Февраль и март 1926 года были поэтому очень сложно построены. Неудача с Запорожьем потушила последние вспышки торжественной и праздничной надежды, но взамен ее осталась у коллектива упрямая уверенность. Не было недели, чтобы на общем собрании колонистов не обсуждалось какое-нибудь предложение. На просторных степях Украины много еще было таких мест, где либо никто не хозяйничал, либо хозяйничал плохо. Их по очереди подкладывали нам друзья из Наркомпроса, комсомольские организации, соседи-старожилы и далекие знакомцы-хозяйственники. И я, и шере, и хлопцы много исколесили в то время дорог и шляхов и в поездах, и в машинах, и на Молодце, и на разных конях местного транспорта.
Но разведчики привозили домой почти одну усталость; на общих собраниях колонисты выслушивали их с холодными деловыми лицами и расходились по своим делам, метнув в докладчика первым попавшимся тяжелым вопросом:
— Сколько там можно поместить? Сто двадцать человек? Чепуха!
— А город какой? Пирятин? Ерунда!
Да и сами докладчики были рады такому концу, ибо в глубине души больше всего боялись, как бы собрание чем-нибудь не соблазнилось.

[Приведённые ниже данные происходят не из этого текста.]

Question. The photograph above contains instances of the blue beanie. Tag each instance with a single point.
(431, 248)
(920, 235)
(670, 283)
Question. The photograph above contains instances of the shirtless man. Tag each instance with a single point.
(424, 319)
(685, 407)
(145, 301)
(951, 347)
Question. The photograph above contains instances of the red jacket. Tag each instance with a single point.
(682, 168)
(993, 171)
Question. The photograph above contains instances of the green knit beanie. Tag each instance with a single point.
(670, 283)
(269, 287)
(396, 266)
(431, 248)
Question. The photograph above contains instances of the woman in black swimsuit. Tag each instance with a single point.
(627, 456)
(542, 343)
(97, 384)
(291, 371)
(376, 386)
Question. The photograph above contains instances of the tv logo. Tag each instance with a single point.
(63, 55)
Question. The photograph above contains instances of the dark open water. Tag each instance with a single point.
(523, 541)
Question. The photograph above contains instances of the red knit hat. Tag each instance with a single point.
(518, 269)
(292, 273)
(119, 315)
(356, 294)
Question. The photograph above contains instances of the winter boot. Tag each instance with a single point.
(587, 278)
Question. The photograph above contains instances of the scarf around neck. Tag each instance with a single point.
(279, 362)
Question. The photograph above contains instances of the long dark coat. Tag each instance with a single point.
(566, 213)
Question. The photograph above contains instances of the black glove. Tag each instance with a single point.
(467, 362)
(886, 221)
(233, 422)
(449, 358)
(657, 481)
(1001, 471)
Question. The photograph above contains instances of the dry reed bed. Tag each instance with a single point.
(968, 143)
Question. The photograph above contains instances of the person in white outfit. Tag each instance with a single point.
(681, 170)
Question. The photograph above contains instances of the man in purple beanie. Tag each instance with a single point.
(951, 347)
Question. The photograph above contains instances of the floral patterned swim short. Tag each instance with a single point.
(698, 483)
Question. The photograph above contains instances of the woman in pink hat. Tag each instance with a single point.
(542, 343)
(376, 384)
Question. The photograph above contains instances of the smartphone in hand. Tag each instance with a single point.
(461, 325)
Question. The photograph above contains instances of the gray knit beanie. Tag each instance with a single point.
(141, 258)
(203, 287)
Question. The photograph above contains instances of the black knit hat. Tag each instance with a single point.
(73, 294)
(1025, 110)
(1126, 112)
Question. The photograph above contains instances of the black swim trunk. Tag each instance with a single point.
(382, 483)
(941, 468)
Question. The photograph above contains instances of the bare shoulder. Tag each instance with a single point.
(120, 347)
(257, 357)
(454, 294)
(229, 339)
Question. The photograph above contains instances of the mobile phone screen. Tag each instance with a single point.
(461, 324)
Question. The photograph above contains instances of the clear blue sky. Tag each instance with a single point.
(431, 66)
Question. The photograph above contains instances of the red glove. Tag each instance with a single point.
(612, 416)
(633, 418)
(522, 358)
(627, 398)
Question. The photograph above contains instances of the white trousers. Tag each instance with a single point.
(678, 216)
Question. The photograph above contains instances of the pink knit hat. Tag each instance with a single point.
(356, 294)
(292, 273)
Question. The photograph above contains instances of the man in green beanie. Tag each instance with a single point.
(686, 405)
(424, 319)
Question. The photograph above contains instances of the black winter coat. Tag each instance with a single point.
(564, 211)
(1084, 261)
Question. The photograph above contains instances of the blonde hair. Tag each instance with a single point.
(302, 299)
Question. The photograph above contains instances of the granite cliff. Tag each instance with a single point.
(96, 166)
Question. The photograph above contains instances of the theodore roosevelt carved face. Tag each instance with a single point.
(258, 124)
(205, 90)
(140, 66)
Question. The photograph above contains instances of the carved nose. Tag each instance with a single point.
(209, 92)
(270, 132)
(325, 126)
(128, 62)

Так прошли перед нашими глазами имение Старицкого в Валках, монастырь в Пирятине, монастырь в Лубнах, хоромы князей Кочубеев в Диканьке и еще кое-какая дрянь.
Еще больше пунктов называлось и сразу отбрасывалось, не удостаиваясь разведки. И между ними был и куряж — детская колония под самым Харьковым, в которой было четыреста ребят, по слухам, разложившихся вконец. Представление о разложившемся детском учреждении было для нас таким отвратительным, что мысль о Куряже вздувалась только мелкими чахоточнымии пузырьками, которые лопались в момент появления.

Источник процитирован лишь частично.